The United Nations said more than one million people fleeing Libya and inside the country needed humanitarian aid, and conditions in rebel-held Misrata town were particularly worrying following attacks on it by forces loyal to Gaddafi.
Offering a potential olive branch to rebels seeking to end Gaddafi's long rule, one of his associates appealed to opposition chiefs for dialogue, in a sign the aging autocrat may be ready to compromise with the unprecedented revolt.
The offer, rapidly dismissed by rebels, coincided with a renewed publicity drive by Gaddafi that warned European nations to the north of the Mediterranean that if he fell "you will have immigration, thousands of people from Libya will invade Europe."
Meanwhile, the United Nations and the European Union are dispatching fact-finding missions to the north African nation, where reports by residents of attacks on civilians by security forces have triggered a war crimes probe and provoked global outrage.
In an interview with the France 24 television station, Gaddafi said Libya was an important partner for the West in containing al Qaeda and illegal migrants trying to reach Europe,
"There are millions of blacks who could come to the Mediterranean to cross to France and Italy, and Libya plays a role in security in the Mediterranean," he said.

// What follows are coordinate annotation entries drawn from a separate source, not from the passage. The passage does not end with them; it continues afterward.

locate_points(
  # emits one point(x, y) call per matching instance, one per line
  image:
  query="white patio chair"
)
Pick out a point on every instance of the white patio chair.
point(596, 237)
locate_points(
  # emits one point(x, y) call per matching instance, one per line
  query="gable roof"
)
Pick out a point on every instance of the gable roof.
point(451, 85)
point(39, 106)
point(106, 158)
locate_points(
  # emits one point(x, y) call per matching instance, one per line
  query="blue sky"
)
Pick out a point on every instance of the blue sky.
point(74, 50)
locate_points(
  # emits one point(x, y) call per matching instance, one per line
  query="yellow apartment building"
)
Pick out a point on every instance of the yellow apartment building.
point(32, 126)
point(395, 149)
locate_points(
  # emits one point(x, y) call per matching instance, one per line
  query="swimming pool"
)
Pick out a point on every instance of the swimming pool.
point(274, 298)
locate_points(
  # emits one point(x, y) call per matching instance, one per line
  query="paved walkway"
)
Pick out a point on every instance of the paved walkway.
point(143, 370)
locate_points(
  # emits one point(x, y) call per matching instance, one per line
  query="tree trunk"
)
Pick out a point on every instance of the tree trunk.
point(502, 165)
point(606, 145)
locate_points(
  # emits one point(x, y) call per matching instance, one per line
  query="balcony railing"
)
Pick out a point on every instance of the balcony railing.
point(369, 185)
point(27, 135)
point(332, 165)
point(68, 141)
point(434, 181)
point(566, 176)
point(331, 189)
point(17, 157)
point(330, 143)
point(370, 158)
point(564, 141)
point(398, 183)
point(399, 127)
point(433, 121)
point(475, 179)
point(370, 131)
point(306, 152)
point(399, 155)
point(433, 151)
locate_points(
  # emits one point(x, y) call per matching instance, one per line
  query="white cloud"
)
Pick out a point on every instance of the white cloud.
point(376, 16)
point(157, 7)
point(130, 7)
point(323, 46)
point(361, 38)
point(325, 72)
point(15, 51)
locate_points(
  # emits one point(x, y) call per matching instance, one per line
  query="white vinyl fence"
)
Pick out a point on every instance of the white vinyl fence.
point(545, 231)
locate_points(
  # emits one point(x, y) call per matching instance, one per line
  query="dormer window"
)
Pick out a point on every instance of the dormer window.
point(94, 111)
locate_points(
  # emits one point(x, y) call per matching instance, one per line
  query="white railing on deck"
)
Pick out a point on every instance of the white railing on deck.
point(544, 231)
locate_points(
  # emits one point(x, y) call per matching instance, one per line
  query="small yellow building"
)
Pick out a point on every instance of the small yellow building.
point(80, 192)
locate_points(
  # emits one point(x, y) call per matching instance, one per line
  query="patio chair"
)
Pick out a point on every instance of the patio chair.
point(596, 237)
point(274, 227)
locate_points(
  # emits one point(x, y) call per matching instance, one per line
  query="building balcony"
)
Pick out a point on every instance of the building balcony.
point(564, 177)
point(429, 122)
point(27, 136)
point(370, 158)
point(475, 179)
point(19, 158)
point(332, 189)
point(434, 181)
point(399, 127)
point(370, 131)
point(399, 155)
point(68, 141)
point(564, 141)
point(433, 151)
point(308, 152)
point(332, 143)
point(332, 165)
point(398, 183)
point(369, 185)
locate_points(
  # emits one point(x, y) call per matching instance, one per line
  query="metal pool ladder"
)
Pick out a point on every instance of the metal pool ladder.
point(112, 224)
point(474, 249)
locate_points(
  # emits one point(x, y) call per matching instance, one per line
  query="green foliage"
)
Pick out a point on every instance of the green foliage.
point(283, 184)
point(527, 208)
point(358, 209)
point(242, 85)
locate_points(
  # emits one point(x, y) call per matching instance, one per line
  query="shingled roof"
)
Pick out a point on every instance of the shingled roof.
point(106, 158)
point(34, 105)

A warplane launched an air strike on the eastern outskirts of the rebel-held oil terminal town of Ras Lanuf 600 km east of the capital Tripoli yesterday, witnesses said.
"There was an aircraft, it fired two rockets there were no deaths," Mokhtar Dobrug, a rebel fighter who witnessed the strike, told Reuters. The attack took place at one of two checkpoints in the city.
Witnesses said government forces advanced on the rebel-held oil port of Ras Lanuf in a counter-attack that forced residents to flee and rebels to hide their weapons in the desert.
In Ras Lanuf, one angry man told rebels to go home, arguing that they were bringing fighting closer to oil terminals.
Another complained of the rebels' inexperience, as one opposition fighter lay on his back and fired an automatic weapon gun at a government warplane flying overhead.